Who should pay?

Below is the time series graph of total sales of SAM's supermarket for an eight year period. It is the contention of SAM's owners that a mishap caused by one of their suppliers in 1973 was responsible for the dramatic drop-off in sales in that year. More importantly, the market is suing its supplier for the value of lost sales which they interpret as the gap between the actual sales and the sales that could have been expected if there were no change in the trend due to the mishap. The situation is described in the graph below.

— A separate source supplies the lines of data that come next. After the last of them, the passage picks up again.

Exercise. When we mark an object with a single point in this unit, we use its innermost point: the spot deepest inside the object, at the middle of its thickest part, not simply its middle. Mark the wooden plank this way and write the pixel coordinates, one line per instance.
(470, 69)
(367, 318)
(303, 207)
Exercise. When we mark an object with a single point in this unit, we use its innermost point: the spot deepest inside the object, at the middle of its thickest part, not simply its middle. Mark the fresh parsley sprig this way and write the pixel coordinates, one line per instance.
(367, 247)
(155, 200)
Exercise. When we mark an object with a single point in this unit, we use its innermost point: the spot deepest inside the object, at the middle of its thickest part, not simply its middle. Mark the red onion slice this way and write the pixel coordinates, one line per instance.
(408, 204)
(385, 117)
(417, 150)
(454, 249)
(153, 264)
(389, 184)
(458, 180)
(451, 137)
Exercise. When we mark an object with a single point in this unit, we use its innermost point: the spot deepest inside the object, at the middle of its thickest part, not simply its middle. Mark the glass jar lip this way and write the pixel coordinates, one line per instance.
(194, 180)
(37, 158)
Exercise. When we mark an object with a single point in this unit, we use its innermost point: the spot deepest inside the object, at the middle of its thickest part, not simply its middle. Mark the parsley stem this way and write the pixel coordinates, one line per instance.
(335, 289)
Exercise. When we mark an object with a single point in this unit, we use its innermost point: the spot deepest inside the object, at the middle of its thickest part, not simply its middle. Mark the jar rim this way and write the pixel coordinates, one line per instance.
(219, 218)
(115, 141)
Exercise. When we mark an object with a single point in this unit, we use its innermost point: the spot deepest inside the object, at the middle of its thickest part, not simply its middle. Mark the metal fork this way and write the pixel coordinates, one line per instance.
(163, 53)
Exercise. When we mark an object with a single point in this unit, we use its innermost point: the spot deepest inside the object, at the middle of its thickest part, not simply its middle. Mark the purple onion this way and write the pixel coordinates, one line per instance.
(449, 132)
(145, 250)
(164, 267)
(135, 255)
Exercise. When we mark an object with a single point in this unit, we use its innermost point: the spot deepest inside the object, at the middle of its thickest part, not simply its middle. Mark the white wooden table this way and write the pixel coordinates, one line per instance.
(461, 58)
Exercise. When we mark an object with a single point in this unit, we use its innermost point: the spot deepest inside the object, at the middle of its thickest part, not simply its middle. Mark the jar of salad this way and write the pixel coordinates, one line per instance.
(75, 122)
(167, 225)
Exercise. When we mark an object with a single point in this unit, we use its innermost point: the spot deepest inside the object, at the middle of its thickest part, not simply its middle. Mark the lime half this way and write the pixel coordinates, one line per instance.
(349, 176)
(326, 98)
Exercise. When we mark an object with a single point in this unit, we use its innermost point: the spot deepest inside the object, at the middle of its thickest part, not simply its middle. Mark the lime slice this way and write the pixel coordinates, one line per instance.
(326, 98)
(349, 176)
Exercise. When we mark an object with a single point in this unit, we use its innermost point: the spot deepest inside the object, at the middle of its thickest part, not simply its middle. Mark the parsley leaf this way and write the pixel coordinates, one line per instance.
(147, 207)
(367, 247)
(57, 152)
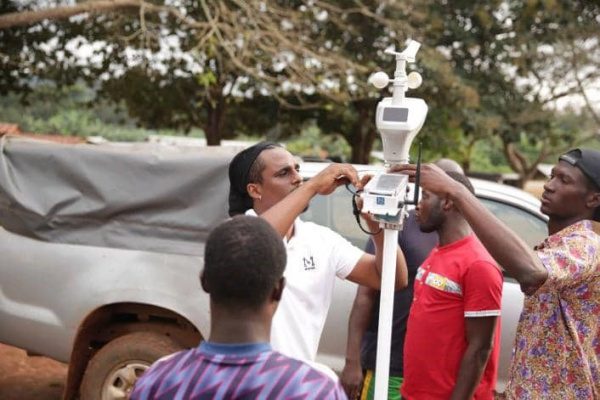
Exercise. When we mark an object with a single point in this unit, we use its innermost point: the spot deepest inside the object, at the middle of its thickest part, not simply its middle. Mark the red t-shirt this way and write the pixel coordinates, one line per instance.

How do we approach this question? The benchmark in their case was a projection based on a simple extrapolation of the previous trend. But is this an appropriate benchmark ? In the two graphs below, the pattern of State sales has been used as a benchmark. In the first, the indexes of SAM's sales and supermarket sales in RI are plotted because SAM's sales are in millions and the state sales are in hundred of millions. It seems clear from the graph that SAM's sales decline is in line with the declines in the State, which raises questions regarding the extent to which the mishap was responsible for the sales decline. It looks very much like Sam shared in the difficult times experienced by many others.

A somewhat different view of the situation, but one that brings us to the same conclusion, is the graph of the ratio of SAM's sales to the State's. This measure of relative sales also fails to show the deteriorating position of SAM's. In fact, we see that SAM's share of State sales increased after the mishap as SAM's sales fell less than sales in the State. In fact, when reviewing the two graphs it looks as though SAM's was able to weather the recession of 1982 better than the rest of the supermarkets in the State.